Un autre empire financier moderne de la famille Wertheim appartient à Zeev (Stef) Wertheimer, homme d’affaires et personnalité publique israélienne. Selon les journaux, sa famille est l’une des 16 familles les plus riches d’Israël. Zeev est né en 1926 à Kippenheim, en Allemagne, où vivait une branche du clan Wertheim. Sa famille s’est installée en Eretz Israël en 1937. Selon la Concise Jewish Encyclopedia, « en 1943, Wertheimer s’est porté volontaire pour l’armée de l’air britannique, travaillant comme technicien de réparation d’équipement optique dans une base de la RAF à Bahreïn. En 1945, il rejoint la Palmach Force et suit un cours de pilotage au kibboutz Na’an. De 1947 à 1948, il travaille comme technicien dans l’industrie de guerre clandestine et dans la brigade Iftah du Palmach. En 1952, Wertheimer a fondé Iskar, une société de développement et de production d’outils de coupe et de produits en alliages superdurs, qui a été l’une des premières à exporter des produits industriels nationaux vers les États-Unis et les pays européens. « Iskar a créé 63 filiales et succursales en Europe et en Extrême-Orient. Zeev est devenu membre de la Knesset en 1977. Il est l’un des initiateurs et créateurs des « parcs industriels ». Il est également le fondateur des centres de haute technologie en Israël. En 1991, il a reçu le prix de l’État d’Israël. Il a créé, avec ses propres fonds, un musée consacré aux Juifs allemands.

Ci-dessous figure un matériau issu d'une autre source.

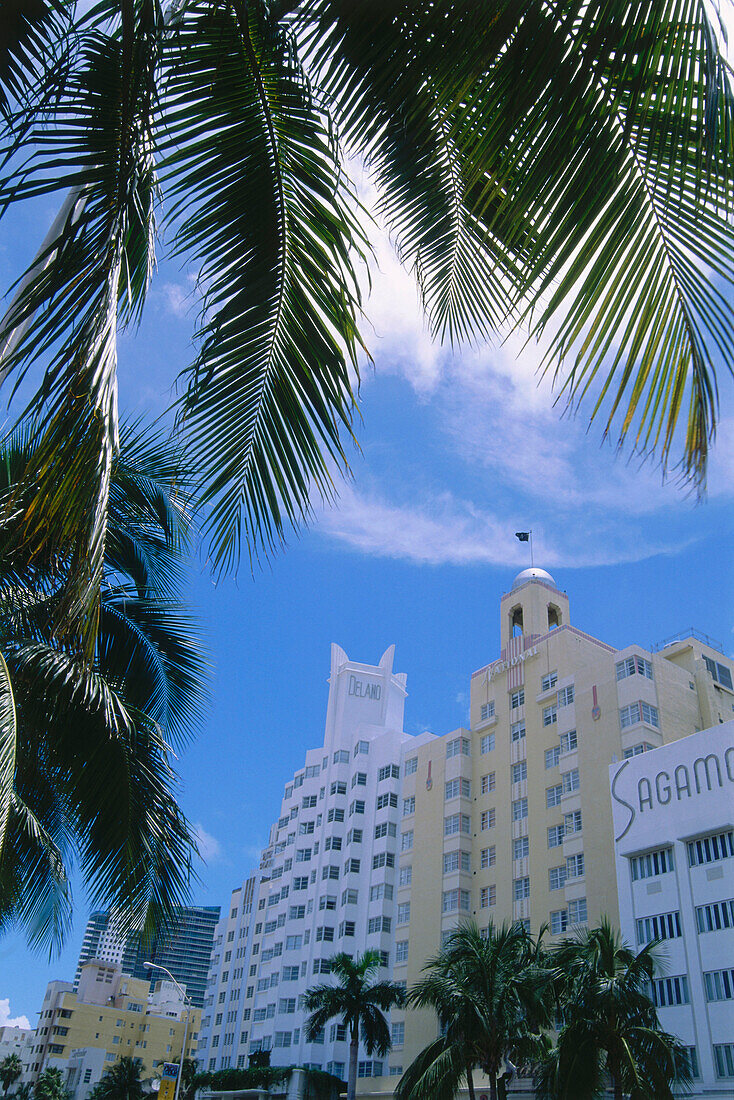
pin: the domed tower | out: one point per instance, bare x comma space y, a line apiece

A la fin de cet article, nous aimerions vous parler des derniers événements survenus il n’y a pas si longtemps, en 2005, avec les membres d’un grand clan juif Wertheim, dont les descendants d’une des branches vivent aux Etats-Unis. Cette branche des Wertheim, dont les représentants possédaient jusqu’au début des années 30 une cinquantaine de terrains et d’entreprises commerciales dans la seule ville de Berlin. Ils possédaient notamment les plus grands magasins du centre de Berlin (le prototype des centres commerciaux actuels) et le terrain sur lequel les Allemands ont construit le bunker personnel d’Hitler, dans les murs duquel le Führer, sa femme Eva Braun et des membres de la famille Goebbels se sont suicidés. Le montant total des créances matérielles du clan Wertheim envers l’Allemagne pour les soi-disant « entreprises commerciales et terrains ariégeois » s’élève à environ 500 millions d’euros. Selon des journaux allemands, « après l’arrivée au pouvoir des nazis, la famille Wertheim a été contrainte de vendre toutes ses entreprises et ses terrains au Troisième Reich. Sous la menace de représailles, le chef de famille de l’époque, Georg Wertheim, a quitté la direction de l’entreprise. En 1939, il réussit à traverser l’océan pour se rendre aux États-Unis, ce qui lui sauva la vie. Son frère Fritz a eu moins de chance et a fini dans un camp de concentration. Georg n’a presque rien dit à ses enfants, il ne voulait pas du tout se souvenir de sa vie en Allemagne. Après la guerre, la plupart des terres des Wertheim se sont retrouvées en RDA. Ce n’est qu’après la chute du mur de Berlin, en 1991, que Barbara Prinzip, 72 ans, la fille de Georg Wertheim, a intenté une action en justice pour revendiquer la propriété des parcelles de sa famille. Finalement, en 2005, elle a réussi à gagner ce procès. « C’est une grande victoire pour toute notre famille, que nous attendions depuis de nombreuses années », a-t-elle déclaré. – a-t-elle déclaré.